Apologies if this is a daft question – I’m fairly new to machine learning.
Using scikit-learn, I’ve set up a regression model to predict customers’ maximum spend per transaction. The dataset I’m using looks a bit like this; the target column is maximum spend per transaction during the previous year:
customer_number | metric_1 | metric_2 | target
----------------|----------|----------|-------
111 | A | X | 15
222 | A | Y | 20
333 | B | Y | 30
I split the dataset into training & testing sets, one-hot encode the features, train the model, and make some test predictions:
target = pd.DataFrame(dataset, columns = ["target"])
features = dataset.drop("target", axis = 1)
train_features, test_features, train_target, test_target = train_test_split(features, target, test_size = 0.25)
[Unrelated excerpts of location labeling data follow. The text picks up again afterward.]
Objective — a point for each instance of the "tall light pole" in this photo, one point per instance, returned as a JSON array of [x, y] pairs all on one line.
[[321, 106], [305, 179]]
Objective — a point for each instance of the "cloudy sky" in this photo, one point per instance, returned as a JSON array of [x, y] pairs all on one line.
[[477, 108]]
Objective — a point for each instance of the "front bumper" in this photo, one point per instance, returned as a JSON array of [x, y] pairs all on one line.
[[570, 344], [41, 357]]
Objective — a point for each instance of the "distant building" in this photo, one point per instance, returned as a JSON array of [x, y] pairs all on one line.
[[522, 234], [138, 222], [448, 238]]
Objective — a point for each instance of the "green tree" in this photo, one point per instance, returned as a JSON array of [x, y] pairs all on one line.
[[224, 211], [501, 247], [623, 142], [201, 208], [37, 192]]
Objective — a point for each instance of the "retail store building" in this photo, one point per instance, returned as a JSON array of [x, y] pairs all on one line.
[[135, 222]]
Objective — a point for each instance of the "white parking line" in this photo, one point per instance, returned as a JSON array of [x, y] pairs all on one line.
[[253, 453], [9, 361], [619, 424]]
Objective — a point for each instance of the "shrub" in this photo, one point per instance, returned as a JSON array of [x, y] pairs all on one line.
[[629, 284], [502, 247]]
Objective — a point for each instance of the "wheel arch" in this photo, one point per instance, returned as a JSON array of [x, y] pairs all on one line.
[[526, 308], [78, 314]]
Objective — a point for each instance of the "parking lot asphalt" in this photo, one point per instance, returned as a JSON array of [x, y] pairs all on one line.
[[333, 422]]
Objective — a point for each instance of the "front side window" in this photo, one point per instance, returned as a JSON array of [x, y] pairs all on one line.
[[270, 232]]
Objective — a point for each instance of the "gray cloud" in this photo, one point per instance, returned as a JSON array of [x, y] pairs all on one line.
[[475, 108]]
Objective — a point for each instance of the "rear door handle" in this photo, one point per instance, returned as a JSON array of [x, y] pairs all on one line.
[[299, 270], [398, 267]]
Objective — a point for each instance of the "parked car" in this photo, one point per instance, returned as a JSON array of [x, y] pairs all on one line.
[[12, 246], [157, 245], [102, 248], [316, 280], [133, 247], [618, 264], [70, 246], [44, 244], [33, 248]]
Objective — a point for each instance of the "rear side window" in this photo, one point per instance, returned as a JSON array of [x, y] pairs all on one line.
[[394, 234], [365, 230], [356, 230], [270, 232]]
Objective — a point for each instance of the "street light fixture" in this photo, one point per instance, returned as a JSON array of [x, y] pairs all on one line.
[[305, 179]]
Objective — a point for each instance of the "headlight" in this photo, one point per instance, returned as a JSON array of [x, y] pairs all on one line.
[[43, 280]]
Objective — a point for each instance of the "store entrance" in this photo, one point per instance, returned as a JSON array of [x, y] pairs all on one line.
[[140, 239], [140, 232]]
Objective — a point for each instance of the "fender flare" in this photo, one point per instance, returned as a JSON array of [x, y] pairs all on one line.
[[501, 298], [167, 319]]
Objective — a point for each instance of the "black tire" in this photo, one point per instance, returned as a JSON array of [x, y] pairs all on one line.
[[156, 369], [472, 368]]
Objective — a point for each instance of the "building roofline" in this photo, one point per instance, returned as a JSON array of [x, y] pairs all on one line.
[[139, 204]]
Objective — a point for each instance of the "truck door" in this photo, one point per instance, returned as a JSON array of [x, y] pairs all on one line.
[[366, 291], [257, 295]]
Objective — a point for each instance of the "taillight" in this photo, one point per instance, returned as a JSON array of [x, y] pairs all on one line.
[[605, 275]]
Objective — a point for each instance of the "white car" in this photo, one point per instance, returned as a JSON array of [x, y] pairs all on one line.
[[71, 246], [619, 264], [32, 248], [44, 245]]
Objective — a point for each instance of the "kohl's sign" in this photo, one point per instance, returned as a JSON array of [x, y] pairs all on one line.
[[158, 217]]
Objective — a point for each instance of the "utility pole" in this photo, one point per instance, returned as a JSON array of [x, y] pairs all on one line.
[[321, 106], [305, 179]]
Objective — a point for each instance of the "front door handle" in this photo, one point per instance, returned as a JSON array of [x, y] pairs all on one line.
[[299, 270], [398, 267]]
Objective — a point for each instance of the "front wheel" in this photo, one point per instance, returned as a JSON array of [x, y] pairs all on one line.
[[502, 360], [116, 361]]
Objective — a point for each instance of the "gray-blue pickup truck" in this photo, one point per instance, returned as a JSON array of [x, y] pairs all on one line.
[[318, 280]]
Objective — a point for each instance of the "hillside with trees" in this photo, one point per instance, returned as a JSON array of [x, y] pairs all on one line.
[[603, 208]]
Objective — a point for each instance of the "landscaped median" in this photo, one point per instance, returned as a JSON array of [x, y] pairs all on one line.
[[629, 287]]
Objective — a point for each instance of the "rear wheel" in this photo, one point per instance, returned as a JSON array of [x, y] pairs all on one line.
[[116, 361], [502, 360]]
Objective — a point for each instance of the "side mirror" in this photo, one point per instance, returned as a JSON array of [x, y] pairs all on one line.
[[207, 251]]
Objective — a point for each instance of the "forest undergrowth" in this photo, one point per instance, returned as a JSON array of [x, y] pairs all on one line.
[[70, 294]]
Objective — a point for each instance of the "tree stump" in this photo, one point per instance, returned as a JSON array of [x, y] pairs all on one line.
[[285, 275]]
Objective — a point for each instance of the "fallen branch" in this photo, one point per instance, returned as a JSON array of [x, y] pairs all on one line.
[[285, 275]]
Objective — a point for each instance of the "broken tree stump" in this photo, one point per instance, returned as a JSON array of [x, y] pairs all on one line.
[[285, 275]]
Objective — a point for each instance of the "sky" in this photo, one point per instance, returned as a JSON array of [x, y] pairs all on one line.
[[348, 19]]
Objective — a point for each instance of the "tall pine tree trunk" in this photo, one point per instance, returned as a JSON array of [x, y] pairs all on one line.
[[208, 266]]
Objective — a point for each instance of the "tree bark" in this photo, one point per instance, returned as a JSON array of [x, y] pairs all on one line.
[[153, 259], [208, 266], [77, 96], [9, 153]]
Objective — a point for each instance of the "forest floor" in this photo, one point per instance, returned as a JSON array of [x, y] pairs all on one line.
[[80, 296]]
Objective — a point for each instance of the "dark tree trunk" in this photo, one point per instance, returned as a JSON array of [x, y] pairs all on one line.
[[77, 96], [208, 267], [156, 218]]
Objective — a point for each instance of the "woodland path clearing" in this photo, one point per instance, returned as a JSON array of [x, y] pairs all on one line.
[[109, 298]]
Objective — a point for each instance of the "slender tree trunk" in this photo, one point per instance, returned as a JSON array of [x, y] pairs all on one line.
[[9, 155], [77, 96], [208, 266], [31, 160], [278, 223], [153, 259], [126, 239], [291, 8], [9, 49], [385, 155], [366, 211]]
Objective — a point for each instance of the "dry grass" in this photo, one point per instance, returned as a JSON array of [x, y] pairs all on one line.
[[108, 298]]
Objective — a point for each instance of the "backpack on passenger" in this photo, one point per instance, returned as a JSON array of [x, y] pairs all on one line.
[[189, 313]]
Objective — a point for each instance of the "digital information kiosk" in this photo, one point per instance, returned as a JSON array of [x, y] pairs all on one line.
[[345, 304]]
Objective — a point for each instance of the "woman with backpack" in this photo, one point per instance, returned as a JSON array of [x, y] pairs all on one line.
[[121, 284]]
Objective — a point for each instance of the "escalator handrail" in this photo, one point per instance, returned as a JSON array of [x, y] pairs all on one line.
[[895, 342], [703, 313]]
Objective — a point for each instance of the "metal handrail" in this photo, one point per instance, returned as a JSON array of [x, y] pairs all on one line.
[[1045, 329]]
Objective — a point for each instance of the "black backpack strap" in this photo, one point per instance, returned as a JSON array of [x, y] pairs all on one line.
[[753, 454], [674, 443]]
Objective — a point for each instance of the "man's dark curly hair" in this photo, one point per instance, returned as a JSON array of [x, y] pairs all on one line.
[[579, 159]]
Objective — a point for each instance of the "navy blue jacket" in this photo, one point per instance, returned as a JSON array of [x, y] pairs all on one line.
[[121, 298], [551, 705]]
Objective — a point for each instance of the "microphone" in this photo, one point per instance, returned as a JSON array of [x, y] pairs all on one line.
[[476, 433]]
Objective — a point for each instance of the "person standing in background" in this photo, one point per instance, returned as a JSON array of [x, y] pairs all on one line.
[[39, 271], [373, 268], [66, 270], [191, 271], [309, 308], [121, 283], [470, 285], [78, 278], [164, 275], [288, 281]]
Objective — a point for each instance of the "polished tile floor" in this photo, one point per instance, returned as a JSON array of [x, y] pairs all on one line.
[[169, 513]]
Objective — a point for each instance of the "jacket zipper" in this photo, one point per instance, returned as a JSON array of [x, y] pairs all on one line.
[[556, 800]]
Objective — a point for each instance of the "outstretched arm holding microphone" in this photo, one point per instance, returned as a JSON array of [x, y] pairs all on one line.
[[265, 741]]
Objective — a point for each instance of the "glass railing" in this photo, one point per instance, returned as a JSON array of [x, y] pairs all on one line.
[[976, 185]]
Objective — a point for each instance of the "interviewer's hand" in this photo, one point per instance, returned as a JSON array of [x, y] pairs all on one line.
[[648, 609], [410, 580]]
train_features = pd.get_dummies(train_features)
test_features = pd.get_dummies(test_features)
model = RandomForestRegressor()
model.fit(X = train_features, y = train_target)
test_prediction = model.predict(X = test_features)
I can output various measures of the model’s accuracy (mean average error, mean squared error etc) using the relevant functions in scikit-learn. However, I’d like to be able to tell which customers’ predictions are the most inaccurate. So I want to be able to create a dataframe which looks like this:
customer_number | target | prediction | error
----------------|--------|----------- |------
111 | 15 | 17 | 2
222 | 20 | 19 | 1
333 | 30 | 50 | 20
I can use this to investigate if there is any correlation between the features and the model making inaccurate predictions. In this example, I can see that customer 333 has the biggest error by far, so I could potentially infer that customers with metric_1 = B end up with less accurate predictions.
I think I can calculate errors like this (please correct me if I’m wrong on this), but I don’t know how to tie them back to customer number.
error = abs(test_target - test_prediction)
Does anyone know how I can get the desired result please?